In [2]:
from llama_index.core import SimpleDirectoryReader, StorageContext
from llama_index.core import VectorStoreIndex
from llama_index.vector_stores.postgres import PGVectorStore
import openai
import logging
import sys
import textwrap
#documents = SimpleDirectoryReader("/Users/jiawen/Desktop/USYD_S3/capstone_lammaindex").load_data()
#index = VectorStoreIndex.from_documents(documents)

In [9]:
documents = SimpleDirectoryReader("/Users/jiawen/Desktop/USYD_S3/capstone_txt").load_data()

In [4]:
openai.api_key = "###"
index = VectorStoreIndex.from_documents(documents)
query_engine = index.as_query_engine(response_mode="tree_summarize",
    verbose=True,)
response = query_engine.query("What did the author do growing up?")
print(response)

The author focused on writing and programming before college. They wrote short stories and later started programming on an IBM 1401 in 9th grade using an early version of Fortran. The author then transitioned to working with microcomputers, building one from a kit and later getting a TRS-80 to further their programming skills.


In [5]:
import os.path
from llama_index.core import (
    VectorStoreIndex,
    SimpleDirectoryReader,
    StorageContext,
    load_index_from_storage,
)

# check if storage already exists
PERSIST_DIR = "./storage"
if not os.path.exists(PERSIST_DIR):
    # load the documents and create the index
    documents = SimpleDirectoryReader("/Users/jiawen/Desktop/USYD_S3/capstone_lammaindex").load_data()
    index = VectorStoreIndex.from_documents(documents)
    # store it for later
    index.storage_context.persist(persist_dir=PERSIST_DIR)
else:
    # load the existing index
    storage_context = StorageContext.from_defaults(persist_dir=PERSIST_DIR)
    index = load_index_from_storage(storage_context)

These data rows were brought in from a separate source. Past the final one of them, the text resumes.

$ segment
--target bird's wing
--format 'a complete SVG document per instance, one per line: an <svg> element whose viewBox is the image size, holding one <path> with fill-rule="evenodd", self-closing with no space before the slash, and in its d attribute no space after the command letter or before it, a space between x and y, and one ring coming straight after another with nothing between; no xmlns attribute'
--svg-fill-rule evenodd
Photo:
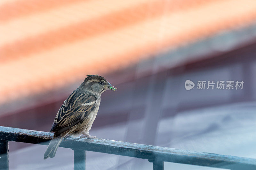
<svg viewBox="0 0 256 170"><path fill-rule="evenodd" d="M83 121L94 109L96 100L94 95L82 93L77 96L76 92L71 93L62 104L50 131L61 133Z"/></svg>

# Either way we can now query the index
query_engine = index.as_query_engine()
#response = query_engine.query("What did the author do growing up?")
response = query_engine.query("What did the author do growing up?")
print(response)

The author worked on writing and programming before college.


In [5]:
from llama_index import ServiceContext, set_global_service_context
from llama_index.llms import OpenAI
# define LLM: https://gpt-index.readthedocs.io/en/latest/core_modules/model_modules/llms/usage_custom.html
llm = OpenAI(model="gpt-3.5-turbo", temperature=0, max_tokens=256)

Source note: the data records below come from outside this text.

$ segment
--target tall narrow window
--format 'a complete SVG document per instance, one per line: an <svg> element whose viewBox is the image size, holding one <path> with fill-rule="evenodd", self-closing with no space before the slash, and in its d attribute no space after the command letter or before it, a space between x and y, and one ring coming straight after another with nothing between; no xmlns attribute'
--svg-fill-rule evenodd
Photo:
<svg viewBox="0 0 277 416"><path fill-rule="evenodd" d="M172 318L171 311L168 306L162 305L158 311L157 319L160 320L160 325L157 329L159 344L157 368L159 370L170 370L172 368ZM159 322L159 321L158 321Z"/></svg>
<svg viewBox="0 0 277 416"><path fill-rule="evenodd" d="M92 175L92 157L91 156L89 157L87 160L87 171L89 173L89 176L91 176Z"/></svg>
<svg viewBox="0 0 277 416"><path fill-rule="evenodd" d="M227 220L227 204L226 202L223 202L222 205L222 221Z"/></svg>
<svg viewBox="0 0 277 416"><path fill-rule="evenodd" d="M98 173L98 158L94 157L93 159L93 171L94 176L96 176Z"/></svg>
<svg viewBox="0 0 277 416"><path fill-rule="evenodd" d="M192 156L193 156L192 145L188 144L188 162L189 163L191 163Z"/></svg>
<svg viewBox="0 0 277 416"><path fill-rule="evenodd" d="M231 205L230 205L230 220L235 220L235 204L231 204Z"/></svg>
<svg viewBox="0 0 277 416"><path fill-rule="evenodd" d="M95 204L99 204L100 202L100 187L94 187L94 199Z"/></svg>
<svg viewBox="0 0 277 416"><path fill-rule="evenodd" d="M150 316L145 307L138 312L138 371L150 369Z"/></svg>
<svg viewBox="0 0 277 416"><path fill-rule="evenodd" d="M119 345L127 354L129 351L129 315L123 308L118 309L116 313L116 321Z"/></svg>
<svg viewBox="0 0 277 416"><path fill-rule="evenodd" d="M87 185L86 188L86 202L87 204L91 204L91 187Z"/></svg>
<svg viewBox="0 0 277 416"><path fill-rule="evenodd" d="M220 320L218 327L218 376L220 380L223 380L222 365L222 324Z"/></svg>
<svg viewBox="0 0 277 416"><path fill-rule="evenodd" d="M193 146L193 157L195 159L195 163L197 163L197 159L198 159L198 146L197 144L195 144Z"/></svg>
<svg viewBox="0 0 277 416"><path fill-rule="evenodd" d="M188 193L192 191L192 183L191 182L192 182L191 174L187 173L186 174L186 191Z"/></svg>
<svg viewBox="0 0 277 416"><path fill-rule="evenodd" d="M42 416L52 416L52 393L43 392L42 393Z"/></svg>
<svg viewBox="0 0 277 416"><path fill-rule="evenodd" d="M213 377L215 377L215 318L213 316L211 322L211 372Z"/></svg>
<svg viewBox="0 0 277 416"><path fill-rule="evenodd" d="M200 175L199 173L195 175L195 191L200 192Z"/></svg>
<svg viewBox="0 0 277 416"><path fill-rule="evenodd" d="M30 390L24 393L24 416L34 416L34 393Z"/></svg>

# configure service context
service_context = ServiceContext.from_defaults(llm=llm, chunk_size=800, chunk_overlap=20)
# set_global_service_context(service_context)
index = VectorStoreIndex.from_documents(documents, service_context=service_context)
query_engine = index.as_query_engine(streaming=True)
response = query_engine.query("What did the author do growing up?")
response.print_response_stream()

The author focused on writing and programming before college.

## Create the Database

In [7]:
import psycopg2
connection_string="postgresql://postgres:jerrica!@localhost:5432"
conn = psycopg2.connect(connection_string)
conn.autocommit = True
db_name = "vector_db"
with conn.cursor() as c:
    c.execute(f"DROP DATABASE IF EXISTS {db_name}")
    c.execute(f"CREATE DATABASE {db_name}")

## Create the index

In [10]:
from sqlalchemy import make_url

url = make_url(connection_string)
vector_store = PGVectorStore.from_params(
    database=db_name,
    host=url.host,
    password=url.password,
    port=url.port,
    user=url.username,
    table_name="paul_graham_essay",
    embed_dim=1536,  # openai embedding dimension
)

storage_context = StorageContext.from_defaults(vector_store=vector_store)
index = VectorStoreIndex.from_documents(
    documents, storage_context=storage_context, show_progress=True
)
query_engine = index.as_query_engine()


Parsing nodes:   0%|          | 0/1 [00:00<?, ?it/s]

Generating embeddings:   0%|          | 0/22 [00:00<?, ?it/s]

In [11]:
response = query_engine.query("What did the author do?")

In [12]:
print(textwrap.fill(str(response), 100))

The author worked on writing and programming before college. Initially, the author wrote short
stories and later started programming on an IBM 1401 using an early version of Fortran. The author
then transitioned to working with microcomputers, where they began writing simple games, programs,
and a word processor. In college, the author initially planned to study philosophy but eventually
switched to studying AI due to a lack of interest in philosophy courses. The author was inspired to
work on AI after encountering influential works like a novel by Heinlein and a PBS documentary.